The bill was sponsored by the Los Angeles County District Attorney’s Office. During an August press conference, Deputy District Attorney Bradley McCartt recounted a case in which a mother was upset that her 17-year-old daughter was in a relationship with a high school basketball teammate and pressed charges against her daughter's 18-year-old girlfriend, the San Francisco Chronicle reported. McCartt was able to prevent the prosecution. However, he said that if others were more willing to prosecute the case, the girlfriend would have been placed on the sex offender registry for life if convicted.

According to the bill's language, the goal of SB 145 is to "exempt from mandatory registration under the act a person convicted of certain offenses involving minors if the person is not more than 10 years older than the minor and if that offense is the only one requiring the person to register."

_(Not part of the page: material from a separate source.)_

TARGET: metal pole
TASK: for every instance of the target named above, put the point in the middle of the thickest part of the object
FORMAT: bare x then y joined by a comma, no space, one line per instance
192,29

Critics of the bill argue that rather than amending existing law to include vaginal intercourse with a minor as an act that requires mandatory sex offender registration, the bill aims to make all criminal sex acts with a minor over 14 equal by providing offenders with an opportunity to evade mandatory registration. 

"Any sex is sex," argued Assemblywoman Lorena Gonzalez. "I don't care who it is between or what sex act it is. That being said, I cannot in my mind as a mother understand how sex between a 24-year-old and a 14-year-old could ever be consensual."

According to Wiener, the bill would not change the potential sentence for having sex with an underage minor. Instead, the bill would give judges the ability to evaluate whether the accused be required to register as a sex offender.